Command prompt window priority on Windows Server 2008 R2 (Windows 7)


Is an application running in a console window treated "less important" by the windows scheduler, i.e. does Windows allow it to "sleep" longer if it's minimized? I thought I read something about Windows lowering its priority if it's minimized, but perhaps I just mixed something up.

The thing is, I have a C console app (written in VS2015, but running on Windows Server 2008 R2, so no GetSystemTimePrecise support, unfortunately), which does some socket communication, but sometimes the receiving threads (IOCP) get paused and packets get merged together.

So, in my main function I wrote something like this:

 timeBeginPeriod(1);

while (true)
{
    QueryPerformanceCounter(&start);
    Sleep(1);
    QueryPerformanceCounter(&stop);
    LogTimeElapsed(start, stop);
}

I obviously didn't expect to get millisecond accuracy out of Sleep(1), but I was surprised to get numerous delays of ~50 milliseconds, with maximum reaching more than 120 milliseconds on several occasions.

Of course, during this time, there were other active processes consuming CPU (doing some database exporting and similar, with total CPU going to ~50%), but since this is a quad core CPU I thought that the thread scheduler would still prevent such long delays from happening.

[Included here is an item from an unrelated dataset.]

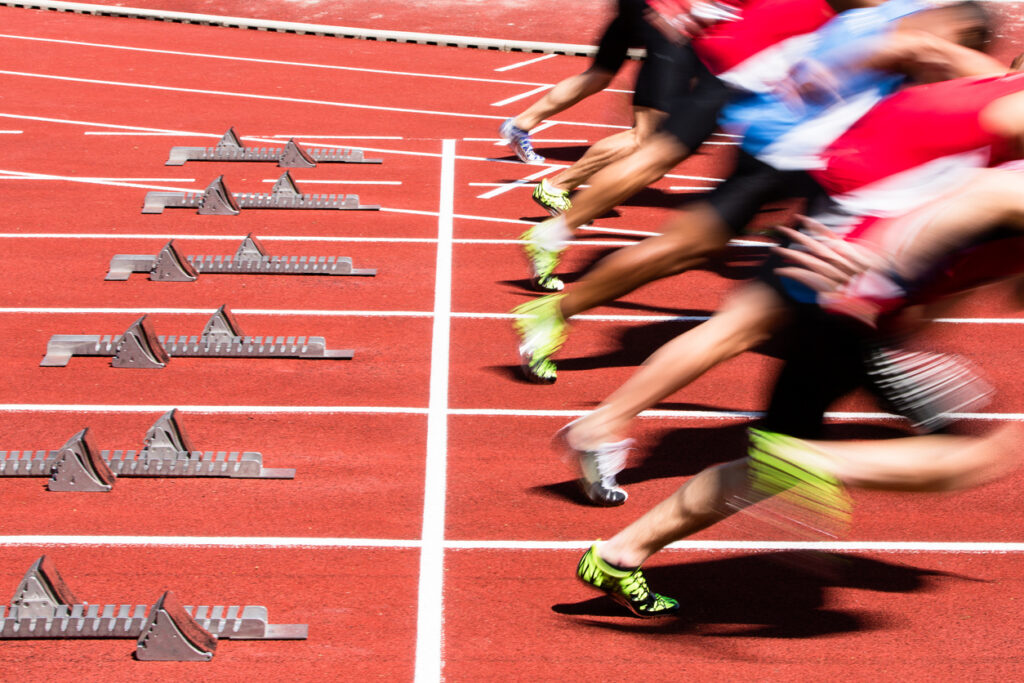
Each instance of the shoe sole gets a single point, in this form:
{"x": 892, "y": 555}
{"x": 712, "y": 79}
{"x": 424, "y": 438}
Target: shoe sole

Is this an artifact of running as a plain console app, or should I expect similar delays in any Windows desktop/service application?


Solution

  • Windows is not a real time system, so it is allowed to suspend a task for a non deterministic time. If other tasks use the 4 cores during a short time (some tenths of seconds) any program (be it console of GUI) can be suspended for that time. And as Windows is a feature rich OS, many system services can compete for the CPU in addition to other tasks, so latencies up to few tenths of seconds can be expected at any time

    Simply the TCP stack guarantees that the program will get all the data received during that time in correct order, but it is allowed to concatenate several packets in on single read because TCP is a stream protocol. So you program should be prepared for that. The only alternative is to use a real time OS, either on the main machine or on a dedicated one.